Because of term limits, there is no time for seasoning anymore. The budget reins are handed to neophytes like Rep. Ryan Silvey, R-Kansas City. He's a bright young man, but before he's learned the ropes, he's begun campaigning to move up to the Senate.
Then there are people like Sen. Bill Stouffer, R-Napton, a man who could have become one of those old lions who once prowled the Capitol's halls. Mr. Stouffer used to have big ideas about moving the state forward. He once traveled the state pushing better highway funding.
Then term limits began creeping up. He started stumping, first for Congress, then for statewide office. Now he rejects any discussion of tax hikes and pushes ideas like making it harder for seniors, disabled people and minorities to vote.
Legislators like Mr. Stouffer, Mr. Silvey and numerous others need money to run these races, so they sell their souls to whatever special interest is paying. Republicans run to the right and Democrats to the left because legislative leaders have carved out districts where moderates don't have a chance. No elected official in either party has to worry about solutions that might work for all Missourians.
Next year, the transformation will be complete.

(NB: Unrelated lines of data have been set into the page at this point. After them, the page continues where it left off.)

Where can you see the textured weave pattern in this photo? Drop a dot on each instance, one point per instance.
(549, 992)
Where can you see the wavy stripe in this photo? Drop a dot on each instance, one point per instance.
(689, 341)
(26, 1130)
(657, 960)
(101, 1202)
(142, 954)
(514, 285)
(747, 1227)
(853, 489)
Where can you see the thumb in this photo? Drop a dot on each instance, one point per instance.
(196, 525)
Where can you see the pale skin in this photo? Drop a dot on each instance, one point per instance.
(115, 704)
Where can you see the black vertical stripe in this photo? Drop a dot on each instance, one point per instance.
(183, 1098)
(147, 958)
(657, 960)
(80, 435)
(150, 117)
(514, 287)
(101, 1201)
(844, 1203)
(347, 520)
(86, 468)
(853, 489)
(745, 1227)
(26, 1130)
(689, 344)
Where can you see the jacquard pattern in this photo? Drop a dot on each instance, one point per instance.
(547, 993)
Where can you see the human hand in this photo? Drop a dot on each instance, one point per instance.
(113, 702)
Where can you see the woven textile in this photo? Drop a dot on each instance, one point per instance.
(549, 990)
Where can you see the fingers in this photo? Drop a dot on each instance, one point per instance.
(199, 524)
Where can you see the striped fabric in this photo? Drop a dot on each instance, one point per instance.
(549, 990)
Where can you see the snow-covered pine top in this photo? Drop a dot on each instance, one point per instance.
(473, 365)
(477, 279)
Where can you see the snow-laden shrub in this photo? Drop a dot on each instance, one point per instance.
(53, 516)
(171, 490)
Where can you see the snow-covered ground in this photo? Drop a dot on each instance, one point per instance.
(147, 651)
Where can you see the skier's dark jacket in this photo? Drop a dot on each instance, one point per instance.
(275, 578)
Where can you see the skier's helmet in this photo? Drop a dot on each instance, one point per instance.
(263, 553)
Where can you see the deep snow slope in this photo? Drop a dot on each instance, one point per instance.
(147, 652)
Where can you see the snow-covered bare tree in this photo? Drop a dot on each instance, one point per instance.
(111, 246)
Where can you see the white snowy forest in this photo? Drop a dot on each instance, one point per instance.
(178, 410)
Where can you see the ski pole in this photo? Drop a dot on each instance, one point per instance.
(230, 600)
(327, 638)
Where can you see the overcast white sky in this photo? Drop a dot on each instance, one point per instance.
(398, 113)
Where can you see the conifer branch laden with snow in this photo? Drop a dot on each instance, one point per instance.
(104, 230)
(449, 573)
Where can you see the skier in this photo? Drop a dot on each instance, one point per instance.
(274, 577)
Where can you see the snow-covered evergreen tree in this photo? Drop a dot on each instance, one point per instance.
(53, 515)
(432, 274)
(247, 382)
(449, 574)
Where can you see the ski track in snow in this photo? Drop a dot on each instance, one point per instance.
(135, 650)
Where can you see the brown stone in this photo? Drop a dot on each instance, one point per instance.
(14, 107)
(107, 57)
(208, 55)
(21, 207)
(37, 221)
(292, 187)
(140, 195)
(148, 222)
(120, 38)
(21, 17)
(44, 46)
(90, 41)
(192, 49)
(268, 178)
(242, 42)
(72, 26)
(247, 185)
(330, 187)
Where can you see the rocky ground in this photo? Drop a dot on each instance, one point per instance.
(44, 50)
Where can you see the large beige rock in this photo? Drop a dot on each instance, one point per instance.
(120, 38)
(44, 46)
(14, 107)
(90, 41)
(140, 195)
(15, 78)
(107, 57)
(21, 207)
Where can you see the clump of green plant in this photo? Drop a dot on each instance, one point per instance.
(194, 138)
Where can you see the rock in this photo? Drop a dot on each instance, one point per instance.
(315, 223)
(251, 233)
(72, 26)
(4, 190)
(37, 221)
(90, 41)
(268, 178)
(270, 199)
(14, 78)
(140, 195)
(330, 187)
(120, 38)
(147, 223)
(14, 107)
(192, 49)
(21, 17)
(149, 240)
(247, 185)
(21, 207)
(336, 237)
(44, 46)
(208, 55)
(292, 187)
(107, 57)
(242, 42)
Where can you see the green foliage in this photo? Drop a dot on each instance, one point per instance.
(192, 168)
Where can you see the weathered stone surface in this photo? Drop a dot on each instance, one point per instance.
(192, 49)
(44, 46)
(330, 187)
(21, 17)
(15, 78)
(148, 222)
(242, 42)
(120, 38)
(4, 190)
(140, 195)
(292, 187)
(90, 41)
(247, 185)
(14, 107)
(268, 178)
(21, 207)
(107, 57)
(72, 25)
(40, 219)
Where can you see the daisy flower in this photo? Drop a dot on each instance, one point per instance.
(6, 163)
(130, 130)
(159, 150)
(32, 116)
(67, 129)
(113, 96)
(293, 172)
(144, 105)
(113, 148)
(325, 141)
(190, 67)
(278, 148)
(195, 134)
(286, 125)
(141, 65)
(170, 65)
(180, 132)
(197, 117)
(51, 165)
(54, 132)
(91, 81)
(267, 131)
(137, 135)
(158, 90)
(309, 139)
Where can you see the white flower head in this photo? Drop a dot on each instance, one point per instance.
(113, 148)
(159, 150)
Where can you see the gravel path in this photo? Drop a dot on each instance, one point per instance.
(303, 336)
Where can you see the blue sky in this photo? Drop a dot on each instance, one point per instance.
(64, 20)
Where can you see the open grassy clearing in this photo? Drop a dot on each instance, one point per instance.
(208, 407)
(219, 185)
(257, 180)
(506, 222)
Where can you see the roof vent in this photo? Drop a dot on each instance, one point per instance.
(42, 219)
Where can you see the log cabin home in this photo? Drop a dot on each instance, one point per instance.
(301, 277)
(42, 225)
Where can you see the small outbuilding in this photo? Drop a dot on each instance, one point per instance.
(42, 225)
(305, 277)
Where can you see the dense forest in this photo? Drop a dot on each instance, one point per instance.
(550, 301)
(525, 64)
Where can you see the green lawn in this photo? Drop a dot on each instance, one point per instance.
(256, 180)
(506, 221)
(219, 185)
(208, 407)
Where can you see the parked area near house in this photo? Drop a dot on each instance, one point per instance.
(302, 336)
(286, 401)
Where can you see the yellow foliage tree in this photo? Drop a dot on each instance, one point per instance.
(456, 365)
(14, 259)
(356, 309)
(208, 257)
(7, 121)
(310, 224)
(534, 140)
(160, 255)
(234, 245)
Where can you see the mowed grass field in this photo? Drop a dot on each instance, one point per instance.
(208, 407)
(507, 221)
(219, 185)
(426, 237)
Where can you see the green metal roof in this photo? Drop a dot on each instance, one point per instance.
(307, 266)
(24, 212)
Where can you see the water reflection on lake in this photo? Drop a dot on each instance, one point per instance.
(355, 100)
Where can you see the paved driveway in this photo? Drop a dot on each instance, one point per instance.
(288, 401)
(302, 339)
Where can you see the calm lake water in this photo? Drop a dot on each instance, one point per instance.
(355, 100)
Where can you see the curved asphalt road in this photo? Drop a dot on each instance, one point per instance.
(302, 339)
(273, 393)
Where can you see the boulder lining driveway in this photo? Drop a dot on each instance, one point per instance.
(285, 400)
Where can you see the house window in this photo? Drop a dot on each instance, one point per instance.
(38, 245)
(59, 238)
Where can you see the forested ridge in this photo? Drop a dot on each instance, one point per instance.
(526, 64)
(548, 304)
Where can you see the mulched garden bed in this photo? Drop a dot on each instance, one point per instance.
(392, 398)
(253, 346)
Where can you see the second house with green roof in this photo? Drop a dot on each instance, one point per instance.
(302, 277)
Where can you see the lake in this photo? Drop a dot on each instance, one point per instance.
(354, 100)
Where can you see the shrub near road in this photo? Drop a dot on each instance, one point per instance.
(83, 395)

A birther will run the House. Neophytes will take charge in the Senate. Success will be measured by damage done to political opponents, not building a better future for Missouri.
Voters can make a difference this November by recalling that old Nancy Reagan advice and just saying no. But in reality, because the system is tilted so far from them, voters' options are limited. The best thing voters could do is to rise up and fix the system in a statewide referendum.
Get rid of term limits, or at least extend them so institutional knowledge doesn't disappear before lawmakers have grown into their jobs. Reinstate campaign finance limits and limit the ability of lobbyists to curry favor with elected officials. Reform the redistricting process so that communities of interest matter more than politics.
The people need to matter again. Fix the Legislature and make it so.